Le chef de la délégation a ensuite énuméré plusieurs conventions internationales dans le domaine du travail adoptées par le Congo, y compris plusieurs conventions de l’Organisation internationale du Travail (OIT). Il a en outre indiqué qu’un accord avait été signé en 2014 avec la République démocratique du Congo portant sur la régulation des personnes et des biens : dans ce cadre, des aménagements permettent aux personnes vivant le long de la frontière de traverser le fleuve pour un court séjour, avec un laissez-passer ou une carte nationale d’identité.
La République du Congo ne perd pas de vue ses ressortissants travailleurs migrants à l’extérieur, a ensuite déclaré M. Guillond. Il existe ainsi un département dédié aux Congolais de l’étranger au sein du Ministère des affaires étrangères.
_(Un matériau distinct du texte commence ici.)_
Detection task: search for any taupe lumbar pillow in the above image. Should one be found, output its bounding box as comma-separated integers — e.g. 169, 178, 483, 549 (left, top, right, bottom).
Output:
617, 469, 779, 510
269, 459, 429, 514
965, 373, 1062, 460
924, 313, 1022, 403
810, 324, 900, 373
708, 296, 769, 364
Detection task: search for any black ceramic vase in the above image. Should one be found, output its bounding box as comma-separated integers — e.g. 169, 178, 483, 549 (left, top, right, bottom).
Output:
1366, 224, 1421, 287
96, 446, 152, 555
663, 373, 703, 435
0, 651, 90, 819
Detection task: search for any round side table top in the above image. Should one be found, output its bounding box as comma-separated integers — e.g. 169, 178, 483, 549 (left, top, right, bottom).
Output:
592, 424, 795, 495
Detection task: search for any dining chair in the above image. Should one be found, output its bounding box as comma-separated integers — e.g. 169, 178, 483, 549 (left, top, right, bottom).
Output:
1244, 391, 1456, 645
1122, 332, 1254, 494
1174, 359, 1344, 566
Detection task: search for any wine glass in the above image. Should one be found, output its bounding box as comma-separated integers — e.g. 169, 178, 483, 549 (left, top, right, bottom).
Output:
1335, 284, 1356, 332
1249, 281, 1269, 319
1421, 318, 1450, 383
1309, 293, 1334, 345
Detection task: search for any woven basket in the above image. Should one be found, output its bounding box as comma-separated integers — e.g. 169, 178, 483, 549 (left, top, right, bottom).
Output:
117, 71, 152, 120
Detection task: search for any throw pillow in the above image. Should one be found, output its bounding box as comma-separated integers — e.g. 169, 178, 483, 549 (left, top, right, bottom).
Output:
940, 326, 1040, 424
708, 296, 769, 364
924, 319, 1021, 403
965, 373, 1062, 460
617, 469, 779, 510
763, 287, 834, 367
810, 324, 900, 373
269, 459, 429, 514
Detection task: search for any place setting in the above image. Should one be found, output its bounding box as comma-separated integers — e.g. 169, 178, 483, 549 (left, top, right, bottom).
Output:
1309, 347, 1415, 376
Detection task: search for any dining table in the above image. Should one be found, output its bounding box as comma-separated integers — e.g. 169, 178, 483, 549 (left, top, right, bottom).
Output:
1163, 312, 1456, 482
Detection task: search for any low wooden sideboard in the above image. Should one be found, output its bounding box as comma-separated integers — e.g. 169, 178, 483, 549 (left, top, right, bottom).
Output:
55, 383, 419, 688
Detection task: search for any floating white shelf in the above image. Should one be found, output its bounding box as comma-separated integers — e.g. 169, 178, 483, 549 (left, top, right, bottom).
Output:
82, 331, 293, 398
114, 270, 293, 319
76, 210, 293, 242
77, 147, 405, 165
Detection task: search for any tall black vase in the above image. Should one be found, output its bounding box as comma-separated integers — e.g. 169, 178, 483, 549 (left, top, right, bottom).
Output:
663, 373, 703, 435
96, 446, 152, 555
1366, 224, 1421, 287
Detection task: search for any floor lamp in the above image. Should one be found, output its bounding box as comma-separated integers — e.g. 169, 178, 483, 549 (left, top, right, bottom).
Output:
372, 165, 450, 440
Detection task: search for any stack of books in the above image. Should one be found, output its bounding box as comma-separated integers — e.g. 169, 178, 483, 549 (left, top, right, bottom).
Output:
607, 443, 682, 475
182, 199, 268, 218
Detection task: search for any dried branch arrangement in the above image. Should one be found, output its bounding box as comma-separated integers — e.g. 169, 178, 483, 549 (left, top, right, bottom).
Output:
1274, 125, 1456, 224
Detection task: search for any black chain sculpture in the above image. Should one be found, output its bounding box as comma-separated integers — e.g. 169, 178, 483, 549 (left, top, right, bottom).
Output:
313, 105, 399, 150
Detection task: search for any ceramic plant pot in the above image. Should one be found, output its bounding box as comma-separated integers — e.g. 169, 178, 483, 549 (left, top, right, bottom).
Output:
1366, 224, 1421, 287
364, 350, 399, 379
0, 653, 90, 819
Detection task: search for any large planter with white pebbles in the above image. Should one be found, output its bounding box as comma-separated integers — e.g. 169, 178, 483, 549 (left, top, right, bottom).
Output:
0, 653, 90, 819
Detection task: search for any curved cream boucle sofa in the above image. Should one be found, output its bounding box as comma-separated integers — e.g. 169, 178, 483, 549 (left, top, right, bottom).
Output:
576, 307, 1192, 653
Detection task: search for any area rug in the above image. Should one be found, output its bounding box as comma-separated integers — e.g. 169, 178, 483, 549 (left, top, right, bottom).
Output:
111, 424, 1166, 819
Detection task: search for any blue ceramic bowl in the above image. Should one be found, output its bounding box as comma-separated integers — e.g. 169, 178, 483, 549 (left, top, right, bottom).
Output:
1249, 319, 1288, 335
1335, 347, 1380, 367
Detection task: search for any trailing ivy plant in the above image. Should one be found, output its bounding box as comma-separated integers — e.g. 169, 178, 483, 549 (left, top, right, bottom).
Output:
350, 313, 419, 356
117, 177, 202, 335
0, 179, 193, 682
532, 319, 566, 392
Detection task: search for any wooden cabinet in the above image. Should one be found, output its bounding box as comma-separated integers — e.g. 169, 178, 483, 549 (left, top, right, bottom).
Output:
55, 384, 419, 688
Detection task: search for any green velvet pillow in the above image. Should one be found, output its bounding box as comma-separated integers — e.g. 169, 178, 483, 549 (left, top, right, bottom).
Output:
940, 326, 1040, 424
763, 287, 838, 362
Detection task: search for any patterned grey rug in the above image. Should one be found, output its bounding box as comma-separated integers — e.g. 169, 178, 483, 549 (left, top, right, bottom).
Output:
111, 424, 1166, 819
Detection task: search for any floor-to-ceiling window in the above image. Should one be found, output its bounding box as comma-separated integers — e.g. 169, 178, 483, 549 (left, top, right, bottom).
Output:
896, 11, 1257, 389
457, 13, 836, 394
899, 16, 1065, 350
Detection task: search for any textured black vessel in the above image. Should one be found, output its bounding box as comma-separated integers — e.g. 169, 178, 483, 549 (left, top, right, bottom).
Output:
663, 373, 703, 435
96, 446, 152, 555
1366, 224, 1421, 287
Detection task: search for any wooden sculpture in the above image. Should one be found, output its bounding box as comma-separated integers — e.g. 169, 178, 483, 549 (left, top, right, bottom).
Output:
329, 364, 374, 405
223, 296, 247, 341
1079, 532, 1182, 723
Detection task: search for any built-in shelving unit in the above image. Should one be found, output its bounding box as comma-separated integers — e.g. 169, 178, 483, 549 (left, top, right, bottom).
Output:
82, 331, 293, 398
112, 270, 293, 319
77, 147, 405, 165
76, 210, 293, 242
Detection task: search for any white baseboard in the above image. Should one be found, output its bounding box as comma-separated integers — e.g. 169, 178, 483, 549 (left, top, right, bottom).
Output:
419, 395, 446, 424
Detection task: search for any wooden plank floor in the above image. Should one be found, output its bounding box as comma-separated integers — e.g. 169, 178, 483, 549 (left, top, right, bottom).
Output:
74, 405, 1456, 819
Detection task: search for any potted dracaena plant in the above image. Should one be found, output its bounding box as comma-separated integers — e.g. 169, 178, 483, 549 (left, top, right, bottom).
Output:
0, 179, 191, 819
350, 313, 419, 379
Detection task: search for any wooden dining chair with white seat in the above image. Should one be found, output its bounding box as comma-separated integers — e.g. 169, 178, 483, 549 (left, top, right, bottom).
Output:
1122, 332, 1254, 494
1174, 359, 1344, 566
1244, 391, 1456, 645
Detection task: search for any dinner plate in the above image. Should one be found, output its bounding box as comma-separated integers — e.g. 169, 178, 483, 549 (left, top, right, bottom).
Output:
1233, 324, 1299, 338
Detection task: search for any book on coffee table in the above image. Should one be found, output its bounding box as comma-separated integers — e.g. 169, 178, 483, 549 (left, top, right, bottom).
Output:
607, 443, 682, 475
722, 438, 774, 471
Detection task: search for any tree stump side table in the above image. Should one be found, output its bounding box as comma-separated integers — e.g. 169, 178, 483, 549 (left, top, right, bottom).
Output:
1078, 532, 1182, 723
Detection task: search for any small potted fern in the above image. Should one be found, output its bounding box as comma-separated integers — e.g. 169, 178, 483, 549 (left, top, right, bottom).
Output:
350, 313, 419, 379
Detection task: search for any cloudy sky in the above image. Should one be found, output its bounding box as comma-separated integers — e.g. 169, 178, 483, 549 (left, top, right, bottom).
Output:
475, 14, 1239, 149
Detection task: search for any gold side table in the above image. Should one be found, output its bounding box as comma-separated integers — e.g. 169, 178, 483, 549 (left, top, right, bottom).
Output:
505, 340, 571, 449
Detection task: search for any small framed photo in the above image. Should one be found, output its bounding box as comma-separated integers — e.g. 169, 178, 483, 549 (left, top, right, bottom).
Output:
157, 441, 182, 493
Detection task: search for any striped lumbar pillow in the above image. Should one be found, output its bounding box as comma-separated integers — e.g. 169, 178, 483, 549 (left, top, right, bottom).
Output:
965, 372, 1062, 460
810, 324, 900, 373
De plus, en partenariat avec l’Organisation internationale pour les migrations (OIM), un programme élaboré en 2014 a eu pour objectif principal de renforcer les capacités du Gouvernement à mobiliser la diaspora congolaise pour remédier au manque de personnel qualifié dans les secteurs de la santé et de l'enseignement supérieur. De plus, le Représentant permanent a indiqué que venait d’être créé, auprès de l’Ambassade du Congo en France, un bureau de liaison de l’Agence congolaise pour l’emploi, intermédiaire entre les Congolais de l’étranger, demandeurs d’emploi, et les employeurs installés au Congo.
M. Guillond a, d’autre part, indiqué que la Commission nationale des droits de l’homme instituée par la Constitution de 2002 avait été maintenue par la Constitution de 2015, qui confère à l’institution le statut d’organe constitutionnel et lui garantit ainsi l’indépendance et l’autonomie que requièrent les Principes de Paris.
Le chef de la délégation a aussi relevé que les membres des familles des travailleurs migrants ont droit à l’éducation, à la formation qualifiante et aux loisirs. De même, dans l’administration de la justice, les cours et tribunaux sont ouverts, sans discrimination aucune, à toute personne vivant sur le sol congolais, y compris les travailleurs migrants.
En matière d’enregistrement des naissances, le code de la famille reconnaît la possibilité aux enfants migrants nés sur le sol congolais d’être enregistrés et d’obtenir le document d’état civil et, à leur majorité, de demander la nationalité congolaise, a précisé le chef de la délégation.
M. Guillond a par ailleurs souligné que son Gouvernement avait pris des mesures pour lutter efficacement contre la traite des personnes, l’exploitation des étrangers, le trafic des enfants, les abus sexuels de toutes formes, le tourisme sexuel et le proxénétisme, en intégrant dans la législation nationale les normes internationales en lien avec la traite des personnes.
Le chef de la délégation a aussi fait valoir que tout travailleur migrant peut contester un décret d’expulsion devant la chambre administrative de la Cour suprême. Il a aussi souligné que la liberté d’association était reconnue aux travailleurs migrants et aux membres de leur famille par la Constitution et par la loi du 1 er juillet 1901, relative au contrat d’association.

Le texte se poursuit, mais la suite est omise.